Dr. Lye has also found time to excel on the local sports scene, winning the provincial championship in men’s doubles in the masters category in 1993 (with partner Suraj Wadhawan of Newtel), and coming in as runners up in the provincial open last fall. “Suraj was the Atlantic region champ in the 1970s, and he’s in the hall of fame,” Lye clarifies modestly, “so I don’t have to do that much.”

But of course, Dr. Lye’s first love is teaching.

“I’ve always loved teaching. When you work in industry, the person you benefit is your boss, but when you teach, you benefit hundreds at one time, year after year.”

Proud father to a girl who is going away to university this fall (“I’ll finally get my car back!”) and a boy who’s in high school, Dr.

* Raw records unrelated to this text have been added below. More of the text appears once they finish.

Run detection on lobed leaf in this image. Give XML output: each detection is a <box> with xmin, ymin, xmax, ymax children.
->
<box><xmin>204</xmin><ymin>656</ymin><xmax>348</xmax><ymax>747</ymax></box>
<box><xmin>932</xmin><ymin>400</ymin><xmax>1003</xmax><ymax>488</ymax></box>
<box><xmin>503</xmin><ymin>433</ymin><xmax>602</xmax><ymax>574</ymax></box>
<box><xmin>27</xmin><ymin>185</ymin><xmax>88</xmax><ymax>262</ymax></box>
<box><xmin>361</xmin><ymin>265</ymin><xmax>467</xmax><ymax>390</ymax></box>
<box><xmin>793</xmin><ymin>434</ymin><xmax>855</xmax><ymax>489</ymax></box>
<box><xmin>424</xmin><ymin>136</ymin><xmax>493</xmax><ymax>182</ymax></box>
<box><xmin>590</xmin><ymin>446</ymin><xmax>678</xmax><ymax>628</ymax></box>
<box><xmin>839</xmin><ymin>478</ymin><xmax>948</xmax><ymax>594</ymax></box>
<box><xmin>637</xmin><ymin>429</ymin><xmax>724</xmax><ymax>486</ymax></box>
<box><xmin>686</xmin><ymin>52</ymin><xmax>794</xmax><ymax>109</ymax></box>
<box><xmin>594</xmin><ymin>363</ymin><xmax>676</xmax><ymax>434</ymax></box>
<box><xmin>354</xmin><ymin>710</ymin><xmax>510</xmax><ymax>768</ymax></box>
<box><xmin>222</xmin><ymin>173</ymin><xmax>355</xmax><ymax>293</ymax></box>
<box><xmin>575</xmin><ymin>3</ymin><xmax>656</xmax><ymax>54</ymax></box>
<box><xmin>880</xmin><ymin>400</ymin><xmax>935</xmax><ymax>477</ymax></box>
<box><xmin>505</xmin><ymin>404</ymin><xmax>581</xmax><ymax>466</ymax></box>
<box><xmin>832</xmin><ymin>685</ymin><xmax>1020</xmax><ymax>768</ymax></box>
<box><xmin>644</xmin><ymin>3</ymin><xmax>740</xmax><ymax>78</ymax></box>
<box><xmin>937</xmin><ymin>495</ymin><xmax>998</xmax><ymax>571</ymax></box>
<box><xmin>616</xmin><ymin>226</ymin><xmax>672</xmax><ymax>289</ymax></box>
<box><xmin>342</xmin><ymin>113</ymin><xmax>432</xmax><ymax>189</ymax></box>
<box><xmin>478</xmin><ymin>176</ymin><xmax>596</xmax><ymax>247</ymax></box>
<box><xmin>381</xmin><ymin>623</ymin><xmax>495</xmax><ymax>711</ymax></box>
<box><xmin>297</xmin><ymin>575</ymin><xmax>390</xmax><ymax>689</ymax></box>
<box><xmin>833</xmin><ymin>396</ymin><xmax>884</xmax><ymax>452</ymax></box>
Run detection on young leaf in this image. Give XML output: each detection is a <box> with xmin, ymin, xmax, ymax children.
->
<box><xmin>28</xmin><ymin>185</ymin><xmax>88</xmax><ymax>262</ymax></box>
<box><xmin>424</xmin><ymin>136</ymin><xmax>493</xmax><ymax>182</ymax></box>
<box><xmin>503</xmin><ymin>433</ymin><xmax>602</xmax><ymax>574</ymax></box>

Lye laughs when asked how he enjoys parenting teenagers. “I don’t! Everything I say is wrong. I don’t know anything.”

But the professor – who also coaches junior high badminton and basketball – will admit that the experience lends him a better understanding of his students.

Happily settled in St. John’s for the foreseeable future, Dr. Lye plans to stay here until retirement. “Having lived in or visited so many countries, I still feel that St. John’s is the best place to live. You feel safe, there’s no traffic jams, and it’s easy to meet people.

“And when you want to start something, you just start it. People rally around.”